After being admitted for several weeks in our local hospital, he came around mentally (once the poisons in his liver were flushed out). I spent a great deal of time by his side and actually got to see my dad more like his true self again. We had some great talks. He apologized for his behaviour and said how sorry he was. He didn’t remember much of what happened. In July, his organs shut down. He took his last breath.
Facts about Mental Illness
Approximately, 20% of Canadians will experience mental illness in their lifetime (about 1 in 5) and the cost to our national economy is in excess of $50 billion a year. Mental illness encompasses a number of disorders such as anxiety, mood, eating, psychotic, impulse control and addiction, personality, obsessive compulsive and post-traumatic stress.

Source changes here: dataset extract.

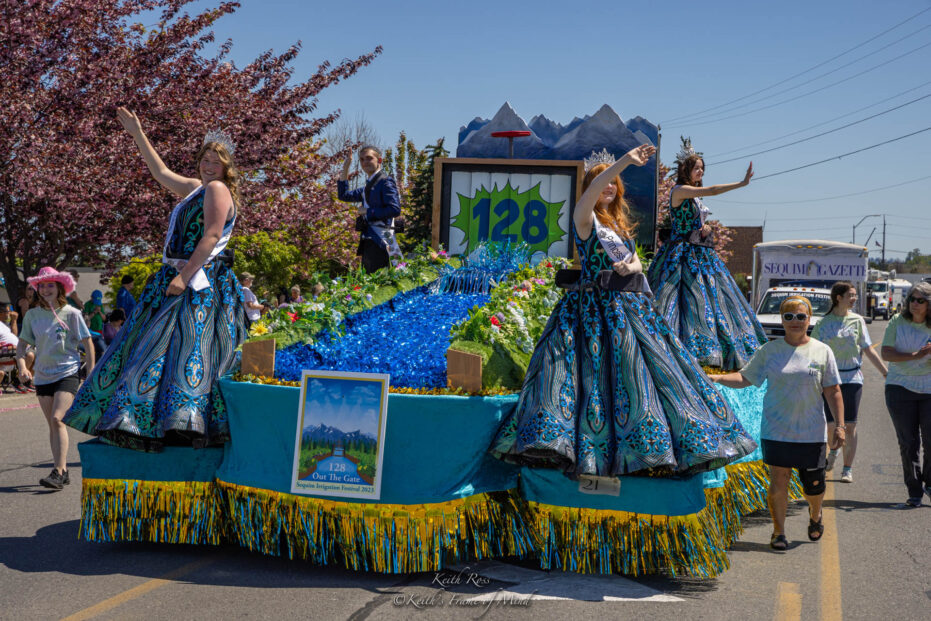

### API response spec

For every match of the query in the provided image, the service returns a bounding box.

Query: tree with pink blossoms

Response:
[0,0,381,299]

Approximately 2 out of 3 people in Canada suffering from a mental illness will not seek out the help they need because of the fear of being judged (stigma). Many times when they do, they are discouraged and fall through the cracks because of accessibility to services and overall affordability. What’s disheartening is that a Canadian Medical Association poll found that 51% of Canadians said they would not socialize with a friend who has a serious mental illness. Friends and family need to champion and advocate on behalf of their loved ones, otherwise they may never navigate their way through the mental health system and get the help they need. Loneliness and isolation exacerbate hopelessness.
Every day, approximately 11 people will take their own lives in Canada. Most people who attempt suicide want to live but cannot see another way to handle a situation that is overwhelming (90% of those who commit suicide have a diagnosable mental illness). I’m not sure if this statistic includes the slowest of suicidal tactics, alcoholism.

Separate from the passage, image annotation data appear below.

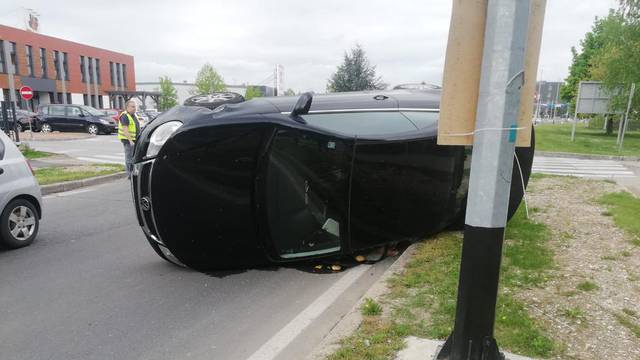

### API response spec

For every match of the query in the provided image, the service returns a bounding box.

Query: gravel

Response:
[518,177,640,360]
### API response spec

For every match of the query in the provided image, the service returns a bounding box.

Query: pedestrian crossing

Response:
[533,156,635,179]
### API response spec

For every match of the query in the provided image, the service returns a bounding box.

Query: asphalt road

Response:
[0,180,393,360]
[24,135,124,164]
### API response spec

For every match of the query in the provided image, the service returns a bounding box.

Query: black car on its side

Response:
[38,104,118,135]
[131,90,534,270]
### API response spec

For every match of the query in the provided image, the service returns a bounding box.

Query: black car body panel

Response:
[132,90,533,269]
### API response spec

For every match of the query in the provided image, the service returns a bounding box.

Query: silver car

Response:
[0,131,42,249]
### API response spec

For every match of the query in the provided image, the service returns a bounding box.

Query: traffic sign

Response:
[20,86,33,100]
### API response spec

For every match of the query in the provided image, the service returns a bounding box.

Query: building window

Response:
[80,56,87,83]
[87,58,94,84]
[9,42,19,75]
[24,45,33,76]
[62,53,69,80]
[122,64,127,88]
[116,63,122,86]
[0,40,7,73]
[109,61,116,86]
[96,59,102,85]
[40,48,47,79]
[53,50,60,79]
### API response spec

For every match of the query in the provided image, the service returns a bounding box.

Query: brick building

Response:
[0,25,136,109]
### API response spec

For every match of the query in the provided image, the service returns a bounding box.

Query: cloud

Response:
[0,0,616,91]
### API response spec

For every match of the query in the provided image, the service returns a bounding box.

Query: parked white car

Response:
[0,131,42,249]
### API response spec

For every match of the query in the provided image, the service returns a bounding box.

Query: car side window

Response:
[49,105,65,116]
[402,111,440,129]
[67,106,82,116]
[302,111,417,136]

How social media can raise awareness and hope
The No. 1 way to improve the stigma of mental illness and increase funding in Canada is through education. Through the Bell Let’s Talk awareness initiative prominent figures like Olympian Clara Hughes, Comedian Howie Mandell and Prime Minister Justin Trudeau are publically sharing their own struggles with mental illness. Through this awareness campaign, Canadians are also encouraged help end the stigma attached to mental illness by starting their own conversations online, at home and at work. Through education and openness (making personal struggles less invisible), we can create a supportive dialogue with each other and a stronger voice for mental health advocacy in Canada. It’s hard to deny the facts once you hear them.
The next Bell Let’s Talk Day is Wednesday, January 27, 2016. Every time you Tweet a message of hope using the hashtag #BellLetsTalk or share the Let’s Talk image on your Facebook page the company will donate five cents to help fund mental health initiatives across Canada. This also applies to Bell customers who text or make long-distance phone calls that day. Bell’s aim is to raise $100 million for mental health programming by 2020. #BellLetsTalk was the #1 Twitter trend in Canada and worldwide on Bell Let’s Talk Day 2015.
How has mental illness affected you and your family?
Do you feel mental health services should be more of a funding priority in Canada?
Will you help continue the conversation?